A: I loved it. It was great. Are you kidding? At a certain age, if you can’t get the girl, then it’s more fun to blow up buildings and do bad things.

Q: You’ve been married to actress Mary Steenburgen for about 15 years, and this is your third marriage. What lessons did you learn in the first two that have helped make this marriage a success?

A: I learned that I needed to severely grow up, and become more familiar and more honest with myself. It took me about 45 years to walk through that door, but I did.

Q: What did you find were the biggest challenges in occupying the stepfather role for Mary’s two kids?

A: First off, I got a lot of support from Malcolm McDowell, who is their father. So it was never a bumpy road that way.
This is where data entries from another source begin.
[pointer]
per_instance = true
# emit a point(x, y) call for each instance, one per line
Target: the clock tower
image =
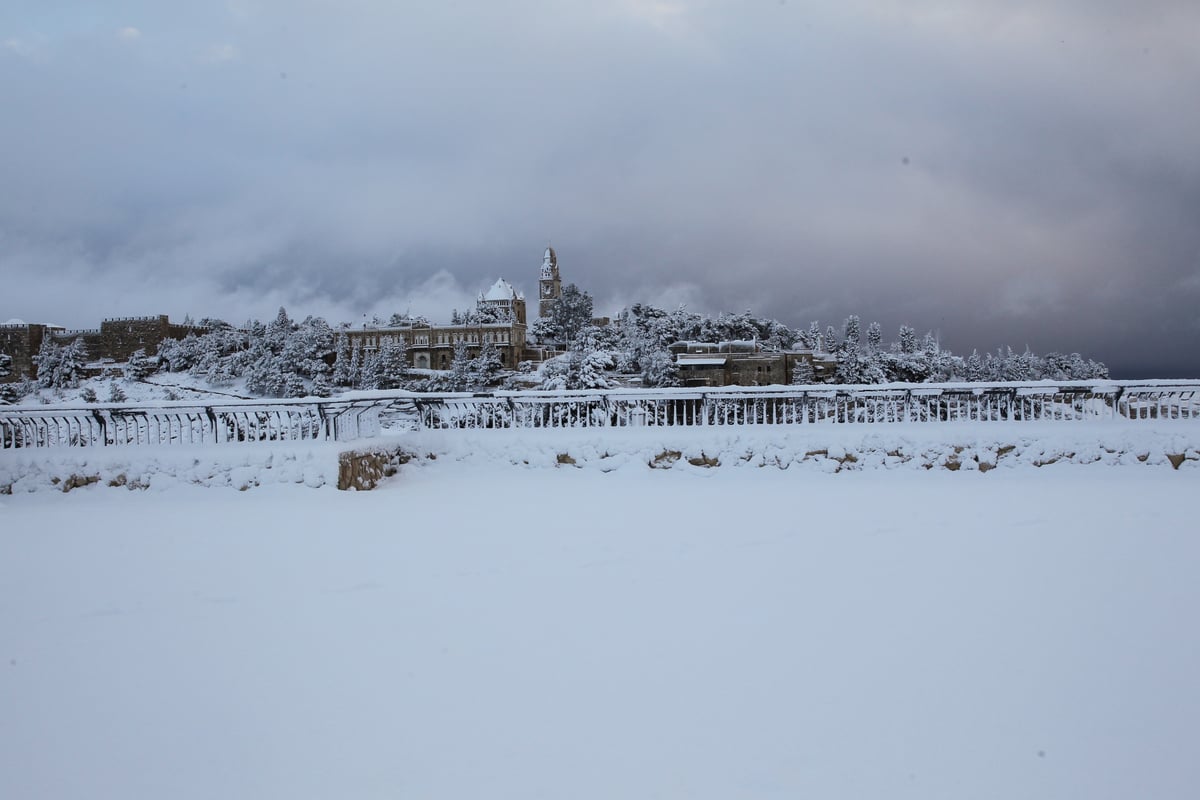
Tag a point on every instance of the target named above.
point(550, 286)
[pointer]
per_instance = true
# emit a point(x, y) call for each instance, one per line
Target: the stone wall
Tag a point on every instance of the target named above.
point(22, 343)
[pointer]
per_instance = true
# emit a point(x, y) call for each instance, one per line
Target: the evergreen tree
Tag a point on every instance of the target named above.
point(355, 370)
point(813, 340)
point(975, 368)
point(294, 385)
point(874, 337)
point(321, 386)
point(659, 368)
point(851, 330)
point(393, 362)
point(460, 378)
point(139, 366)
point(60, 367)
point(371, 374)
point(342, 370)
point(486, 367)
point(803, 373)
point(567, 317)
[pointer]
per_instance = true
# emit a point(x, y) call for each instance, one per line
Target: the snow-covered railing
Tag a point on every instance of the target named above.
point(358, 415)
point(180, 422)
point(1073, 401)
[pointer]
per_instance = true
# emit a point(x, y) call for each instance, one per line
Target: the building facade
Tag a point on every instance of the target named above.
point(431, 347)
point(550, 283)
point(745, 364)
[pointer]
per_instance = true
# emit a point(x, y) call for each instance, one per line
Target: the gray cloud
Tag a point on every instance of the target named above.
point(1002, 173)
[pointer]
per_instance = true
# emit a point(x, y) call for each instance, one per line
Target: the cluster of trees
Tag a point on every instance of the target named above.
point(293, 359)
point(280, 359)
point(867, 360)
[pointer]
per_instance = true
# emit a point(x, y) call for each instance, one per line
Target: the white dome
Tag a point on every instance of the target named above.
point(501, 290)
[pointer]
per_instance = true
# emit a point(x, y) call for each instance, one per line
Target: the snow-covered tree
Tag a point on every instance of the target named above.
point(60, 367)
point(567, 316)
point(486, 367)
point(975, 368)
point(874, 336)
point(659, 368)
point(294, 385)
point(371, 373)
point(803, 373)
point(321, 386)
point(139, 366)
point(342, 368)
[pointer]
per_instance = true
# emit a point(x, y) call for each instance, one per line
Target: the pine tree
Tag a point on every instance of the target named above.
point(486, 367)
point(851, 330)
point(321, 386)
point(803, 373)
point(874, 337)
point(831, 341)
point(355, 370)
point(371, 374)
point(343, 373)
point(659, 368)
point(393, 362)
point(139, 366)
point(460, 377)
point(294, 385)
point(813, 341)
point(60, 367)
point(975, 368)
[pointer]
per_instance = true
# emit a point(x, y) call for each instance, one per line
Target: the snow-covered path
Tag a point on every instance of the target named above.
point(767, 633)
It was incredibly open and supportive. Then, during our wedding ceremony, before we said our vows to ourselves, we said vows to our children: Mary said vows to mine, and I said vows to Mary’s kids. Basically, I promised to love and care for them, and to be the best friend I can for the rest of my life, and I think that “best friend I can” is the clue, because I’m not their father. I’m their stepdad. That, to me, has been a guiding rule for me in my relationship with them — to be the best friend I can, and not to confuse ... I definitely do parental duties, but I’m not their father. I’m the best friend I can be.

Q: Is that the advice you’d give to a man about to step into that role?

A: Yeah. Your job is to take care of your marriage. That’s priority number one. Priority number two is to be the best friend you can be to your stepkids, and the best father you can be to your own kids. Your primary job is to be a husband.